Labour are simply not tough or bold enough anymore. They're running scared of the toffs and right-wing stick-in-the-muds who would see workhouses and shanty towns return rather than make sure we all benefit from the wealth we all create. They are being controlled by Thatcherite politics, even now she is gone.

Thursday, 9 January 2014

Remind me again: who caused our economic woes?

This government is STILL using every opportunity they get to take as much as they can from the poor and vulnerable. And every chance the government and anyone from the right gets, they kick the poor with more exaggerated and blown-up generalisations of benefits claimants. This despite a concerted effort from the left (and many centrists too) to point out the inaccuracies: that in-work benefits cost a lot more than out-of-work benefits and that state pension is the biggest outlay of all.
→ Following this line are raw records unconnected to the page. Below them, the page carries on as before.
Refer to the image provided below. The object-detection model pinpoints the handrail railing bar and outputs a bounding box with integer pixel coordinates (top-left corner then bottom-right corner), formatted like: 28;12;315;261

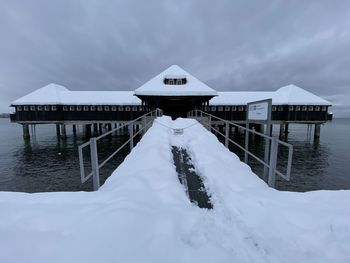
81;172;93;183
191;110;271;140
98;118;156;168
199;122;270;168
98;138;131;168
96;110;157;140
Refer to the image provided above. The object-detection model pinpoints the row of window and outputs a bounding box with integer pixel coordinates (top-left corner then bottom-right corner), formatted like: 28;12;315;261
164;78;187;85
204;105;327;111
17;105;142;111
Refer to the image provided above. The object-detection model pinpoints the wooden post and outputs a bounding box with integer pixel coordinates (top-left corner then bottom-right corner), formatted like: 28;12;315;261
83;124;91;138
94;123;98;137
22;124;30;140
314;123;321;140
279;124;285;139
56;124;61;137
284;123;289;140
61;124;67;139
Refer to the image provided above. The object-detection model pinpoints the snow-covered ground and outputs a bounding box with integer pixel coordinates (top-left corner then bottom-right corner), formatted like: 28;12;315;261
0;117;350;263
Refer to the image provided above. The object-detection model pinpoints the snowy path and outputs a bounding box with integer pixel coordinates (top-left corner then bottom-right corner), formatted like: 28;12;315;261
0;117;350;263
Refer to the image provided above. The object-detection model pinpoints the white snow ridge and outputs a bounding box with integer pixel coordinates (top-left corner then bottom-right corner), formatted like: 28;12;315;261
0;117;350;263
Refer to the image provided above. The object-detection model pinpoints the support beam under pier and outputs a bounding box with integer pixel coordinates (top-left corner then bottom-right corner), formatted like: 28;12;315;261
61;124;67;139
314;124;321;140
22;124;30;140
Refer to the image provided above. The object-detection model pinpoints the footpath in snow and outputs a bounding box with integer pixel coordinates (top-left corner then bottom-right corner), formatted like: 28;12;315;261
0;117;350;263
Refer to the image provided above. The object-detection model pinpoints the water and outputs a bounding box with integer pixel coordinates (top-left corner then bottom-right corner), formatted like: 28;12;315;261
0;119;350;192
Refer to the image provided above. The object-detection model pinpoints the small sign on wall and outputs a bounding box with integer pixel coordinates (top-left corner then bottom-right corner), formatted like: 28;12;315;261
248;100;269;121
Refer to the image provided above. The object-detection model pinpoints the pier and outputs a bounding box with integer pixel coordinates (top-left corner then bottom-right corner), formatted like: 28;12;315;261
0;114;350;263
11;65;332;140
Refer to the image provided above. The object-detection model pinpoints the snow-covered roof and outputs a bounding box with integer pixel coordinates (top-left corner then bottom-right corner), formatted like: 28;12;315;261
11;84;141;106
11;82;331;106
209;85;331;106
135;65;217;96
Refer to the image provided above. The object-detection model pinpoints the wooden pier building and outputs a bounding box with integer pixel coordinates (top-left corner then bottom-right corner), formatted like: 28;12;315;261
11;65;332;140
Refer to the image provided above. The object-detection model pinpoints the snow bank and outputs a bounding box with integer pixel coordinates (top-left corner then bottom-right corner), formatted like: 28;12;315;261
0;117;350;263
135;65;217;96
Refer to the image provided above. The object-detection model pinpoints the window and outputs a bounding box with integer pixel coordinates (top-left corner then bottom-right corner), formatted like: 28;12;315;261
176;79;182;85
163;76;187;85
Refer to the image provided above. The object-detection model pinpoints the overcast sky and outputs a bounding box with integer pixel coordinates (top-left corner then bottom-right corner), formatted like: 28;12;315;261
0;0;350;117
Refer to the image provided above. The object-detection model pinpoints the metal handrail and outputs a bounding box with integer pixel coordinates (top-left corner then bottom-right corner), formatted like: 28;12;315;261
188;109;293;190
78;109;163;191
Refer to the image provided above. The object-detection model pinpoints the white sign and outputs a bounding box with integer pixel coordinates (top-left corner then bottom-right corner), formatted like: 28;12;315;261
248;101;269;121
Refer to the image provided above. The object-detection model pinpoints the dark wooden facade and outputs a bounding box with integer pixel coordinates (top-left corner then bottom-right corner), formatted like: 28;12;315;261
202;105;329;123
11;103;329;123
138;96;213;118
11;105;147;123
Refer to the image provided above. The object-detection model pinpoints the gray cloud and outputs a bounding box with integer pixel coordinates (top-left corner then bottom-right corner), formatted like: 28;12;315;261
0;0;350;116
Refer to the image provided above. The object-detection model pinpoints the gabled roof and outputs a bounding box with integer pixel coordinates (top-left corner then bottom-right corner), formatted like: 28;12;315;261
11;83;69;105
209;85;332;106
135;65;217;96
11;84;141;106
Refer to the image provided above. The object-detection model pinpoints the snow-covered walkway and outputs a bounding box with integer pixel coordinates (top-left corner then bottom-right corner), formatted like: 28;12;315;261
0;117;350;263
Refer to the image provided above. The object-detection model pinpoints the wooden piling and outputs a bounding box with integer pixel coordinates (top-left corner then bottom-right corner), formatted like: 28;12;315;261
22;124;30;140
314;123;321;140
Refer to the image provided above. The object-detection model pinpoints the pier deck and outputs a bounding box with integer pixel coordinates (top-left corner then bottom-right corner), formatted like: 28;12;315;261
0;117;350;263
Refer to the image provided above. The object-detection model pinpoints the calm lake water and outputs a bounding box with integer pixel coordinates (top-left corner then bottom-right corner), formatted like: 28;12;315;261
0;119;350;192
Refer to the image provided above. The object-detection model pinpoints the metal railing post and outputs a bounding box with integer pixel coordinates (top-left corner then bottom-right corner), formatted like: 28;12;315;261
129;123;134;151
225;122;230;148
268;137;278;188
90;137;100;191
244;123;249;164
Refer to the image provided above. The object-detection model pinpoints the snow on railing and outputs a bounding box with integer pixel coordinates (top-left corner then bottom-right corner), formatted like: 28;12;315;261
188;110;293;188
78;109;163;191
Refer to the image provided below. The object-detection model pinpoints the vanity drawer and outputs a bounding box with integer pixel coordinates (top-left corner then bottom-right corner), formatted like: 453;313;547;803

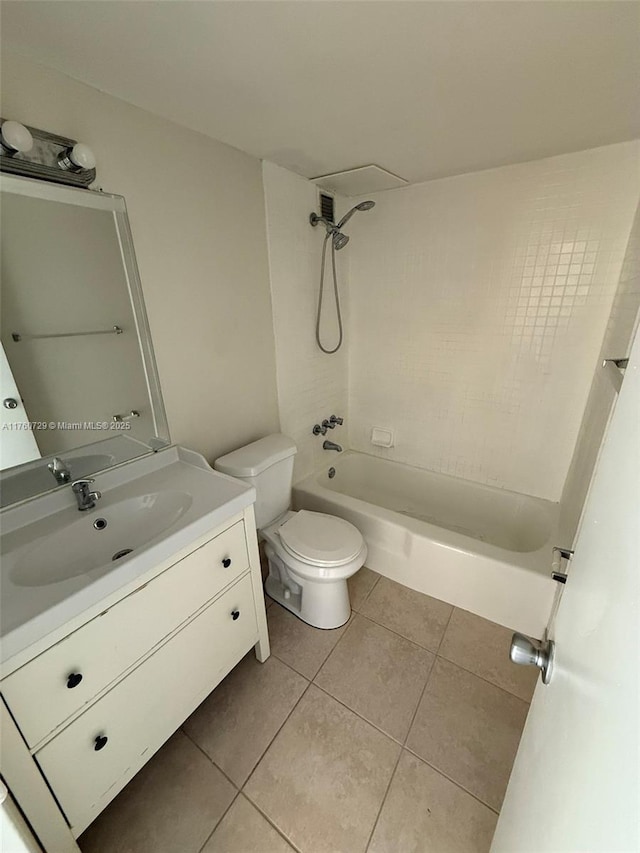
1;521;249;747
35;575;258;837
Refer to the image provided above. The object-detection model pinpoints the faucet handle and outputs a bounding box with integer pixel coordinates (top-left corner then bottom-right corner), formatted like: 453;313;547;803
71;477;95;492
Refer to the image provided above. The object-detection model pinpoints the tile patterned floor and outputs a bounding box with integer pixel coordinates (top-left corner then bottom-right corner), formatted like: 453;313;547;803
79;569;537;853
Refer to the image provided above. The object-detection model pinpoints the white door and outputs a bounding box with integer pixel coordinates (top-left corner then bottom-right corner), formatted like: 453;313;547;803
491;322;640;853
0;347;40;468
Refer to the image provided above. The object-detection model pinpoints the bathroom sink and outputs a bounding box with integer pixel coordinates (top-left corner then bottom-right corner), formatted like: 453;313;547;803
0;446;255;666
10;491;191;586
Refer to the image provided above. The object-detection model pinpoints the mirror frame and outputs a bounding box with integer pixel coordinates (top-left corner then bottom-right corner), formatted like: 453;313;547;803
0;173;171;502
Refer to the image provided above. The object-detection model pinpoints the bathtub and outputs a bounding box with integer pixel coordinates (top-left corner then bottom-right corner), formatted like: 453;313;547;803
293;451;558;638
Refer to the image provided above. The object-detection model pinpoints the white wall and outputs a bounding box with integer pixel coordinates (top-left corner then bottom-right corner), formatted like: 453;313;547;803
263;162;351;480
2;51;278;460
346;143;639;500
560;207;640;548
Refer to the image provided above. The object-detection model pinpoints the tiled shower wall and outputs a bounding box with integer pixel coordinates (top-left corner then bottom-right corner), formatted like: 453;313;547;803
262;161;348;480
348;143;639;500
559;207;640;548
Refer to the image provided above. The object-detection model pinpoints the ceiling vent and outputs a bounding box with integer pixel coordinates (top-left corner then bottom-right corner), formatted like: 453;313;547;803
320;193;336;223
311;164;409;196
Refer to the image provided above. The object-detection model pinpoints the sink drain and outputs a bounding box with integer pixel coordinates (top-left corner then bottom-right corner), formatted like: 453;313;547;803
111;548;133;562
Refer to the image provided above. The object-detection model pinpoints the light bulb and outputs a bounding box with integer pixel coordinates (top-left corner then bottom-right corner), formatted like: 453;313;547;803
69;142;96;169
0;121;33;154
58;142;96;172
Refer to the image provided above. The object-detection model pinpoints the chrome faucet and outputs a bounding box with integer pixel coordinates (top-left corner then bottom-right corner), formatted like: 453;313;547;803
47;456;71;483
71;477;102;512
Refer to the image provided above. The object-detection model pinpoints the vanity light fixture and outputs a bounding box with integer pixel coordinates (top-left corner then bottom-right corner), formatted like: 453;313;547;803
0;118;96;189
0;121;33;157
58;142;96;172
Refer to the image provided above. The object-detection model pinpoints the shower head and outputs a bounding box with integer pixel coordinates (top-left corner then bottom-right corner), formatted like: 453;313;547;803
336;201;376;230
333;231;349;252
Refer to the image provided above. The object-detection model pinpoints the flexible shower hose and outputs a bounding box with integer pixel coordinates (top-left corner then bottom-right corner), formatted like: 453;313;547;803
316;232;342;355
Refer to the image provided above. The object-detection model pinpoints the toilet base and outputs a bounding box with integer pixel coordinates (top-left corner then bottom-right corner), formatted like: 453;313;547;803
265;544;351;629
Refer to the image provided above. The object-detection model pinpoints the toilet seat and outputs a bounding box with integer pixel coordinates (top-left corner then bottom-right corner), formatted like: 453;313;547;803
278;509;364;568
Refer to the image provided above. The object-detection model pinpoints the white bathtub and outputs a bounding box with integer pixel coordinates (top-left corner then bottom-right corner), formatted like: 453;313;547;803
293;451;558;637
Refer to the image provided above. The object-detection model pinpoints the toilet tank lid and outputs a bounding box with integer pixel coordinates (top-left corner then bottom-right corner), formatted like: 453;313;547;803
213;433;297;477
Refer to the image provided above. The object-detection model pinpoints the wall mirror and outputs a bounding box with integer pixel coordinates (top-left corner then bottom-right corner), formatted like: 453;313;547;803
0;175;170;506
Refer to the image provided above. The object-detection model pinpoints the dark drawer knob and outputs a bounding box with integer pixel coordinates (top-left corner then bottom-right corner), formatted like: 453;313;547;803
93;735;109;752
67;672;82;690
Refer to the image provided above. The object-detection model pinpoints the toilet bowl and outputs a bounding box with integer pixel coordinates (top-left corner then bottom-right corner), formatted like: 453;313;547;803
214;434;367;628
260;510;367;628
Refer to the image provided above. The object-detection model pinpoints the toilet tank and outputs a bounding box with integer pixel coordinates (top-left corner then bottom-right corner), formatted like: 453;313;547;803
213;433;297;530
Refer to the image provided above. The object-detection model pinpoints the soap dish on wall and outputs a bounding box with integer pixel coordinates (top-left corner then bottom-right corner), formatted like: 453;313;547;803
371;427;395;447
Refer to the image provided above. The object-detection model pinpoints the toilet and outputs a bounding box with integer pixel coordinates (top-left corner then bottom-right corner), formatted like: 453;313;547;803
214;434;367;628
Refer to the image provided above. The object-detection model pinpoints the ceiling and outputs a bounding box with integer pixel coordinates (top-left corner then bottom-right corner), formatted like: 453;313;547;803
2;0;640;183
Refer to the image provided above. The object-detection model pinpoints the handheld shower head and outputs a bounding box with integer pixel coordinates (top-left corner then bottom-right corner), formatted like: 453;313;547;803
336;201;376;230
333;231;349;252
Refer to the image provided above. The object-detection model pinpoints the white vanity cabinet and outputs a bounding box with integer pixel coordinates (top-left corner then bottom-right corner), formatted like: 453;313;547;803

But the argument that seemingly is being lost completely is the unfairness of the government's targeting. The government continue to protect bankers' bonuses and defend the City like deluded guards of an evil dictator. Only they're not deluded; they're complicit.

The poorest are being made to pay for a crisis they did not create. Worse still, the 'recovery' is happening in a way that leaves them even further away from the sort of life most of us want and some of us can take for granted. Wages are not rising, while the cost of everything essential still is. Those with the least pay a far greater proportion of their income on housing, energy and food than those with greater incomes. On top of this, many of the industries who are growing are doing so on the backs of the poorest. It's boom-time for pay-day lenders and bookies with fixed-odds betting terminals.
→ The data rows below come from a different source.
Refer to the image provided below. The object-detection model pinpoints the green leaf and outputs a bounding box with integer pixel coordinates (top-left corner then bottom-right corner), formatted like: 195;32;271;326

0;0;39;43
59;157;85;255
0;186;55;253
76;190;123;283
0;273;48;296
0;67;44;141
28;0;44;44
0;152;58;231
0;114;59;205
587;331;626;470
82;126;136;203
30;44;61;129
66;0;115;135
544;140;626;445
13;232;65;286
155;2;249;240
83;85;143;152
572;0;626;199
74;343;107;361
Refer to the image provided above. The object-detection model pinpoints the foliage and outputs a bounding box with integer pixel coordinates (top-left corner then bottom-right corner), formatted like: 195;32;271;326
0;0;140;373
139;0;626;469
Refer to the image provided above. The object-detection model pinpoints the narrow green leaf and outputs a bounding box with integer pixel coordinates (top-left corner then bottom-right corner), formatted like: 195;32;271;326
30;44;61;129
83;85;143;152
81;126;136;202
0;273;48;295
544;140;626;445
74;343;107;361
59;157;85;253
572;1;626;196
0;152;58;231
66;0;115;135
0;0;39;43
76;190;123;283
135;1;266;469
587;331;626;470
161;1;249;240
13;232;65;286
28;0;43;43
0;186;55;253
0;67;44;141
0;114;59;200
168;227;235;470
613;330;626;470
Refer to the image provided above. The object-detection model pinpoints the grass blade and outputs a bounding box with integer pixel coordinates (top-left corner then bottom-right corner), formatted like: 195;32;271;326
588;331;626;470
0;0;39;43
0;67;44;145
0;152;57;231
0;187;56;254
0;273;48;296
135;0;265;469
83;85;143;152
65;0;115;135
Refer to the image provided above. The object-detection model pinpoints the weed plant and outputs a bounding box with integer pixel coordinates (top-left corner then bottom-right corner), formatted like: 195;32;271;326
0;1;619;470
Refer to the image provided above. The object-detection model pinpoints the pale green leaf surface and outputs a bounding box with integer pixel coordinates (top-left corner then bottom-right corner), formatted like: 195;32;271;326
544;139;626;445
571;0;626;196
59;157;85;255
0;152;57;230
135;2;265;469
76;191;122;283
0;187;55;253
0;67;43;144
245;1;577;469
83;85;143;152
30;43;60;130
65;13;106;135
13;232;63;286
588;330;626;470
'Benefits Street' is a disgrace. If you have no hope of work and society has rejected you, what do you do? You watch tv. You might drink, to forget how crap your life is. You might try your luck on gambling machines to try to increase your last few quid to something worth having. You might socialise in the streets because you can't afford to do it at the golf course, or a nice restaurant. Many people steer away from these potential pitfalls but their stories aren't so colourful. In fact, they're often more grey than most people could even imagine - I know, I've been there. The truth that a real 'Benefits Street' would be mostly pensioners, followed by a number of working people on low pay (often with big companies who can afford to pay more) and only a few unemployed people is lost on much of the public.

Why are there so many people on in-work benefits? Because underemployment is high and wages are very low whilst the cost of living is increasingly unaffordable. There are big profits to be made in the private sector (even if Tesco have just announced a drop in profits, they are still the biggest company in the UK) but they don't pay their staff enough to live on. Gone are the days when companies increased staff pay to increase loyalty and morale (often thought of as 'Fordism' when Ford employees became able to buy its cars). These days, they use threats to keep you working.

But again, the idea that the blame lies with bankers who gambled with our economy and go unpunished, and greedy profiteers exploiting workers with low pay, lack of job security and avoiding taxes (for example having two or three people to one job, which is good for the employer because more workers working less hours = less employer NI payments) will be lost on many.

How many of the ill-informed millions vote is hard to say. But you can be sure the government and the right-wing media will be spending a lot of time, money and effort to give voters this impression of lazy, anti-social, ignorant masses gobbling up your taxes for their leisure.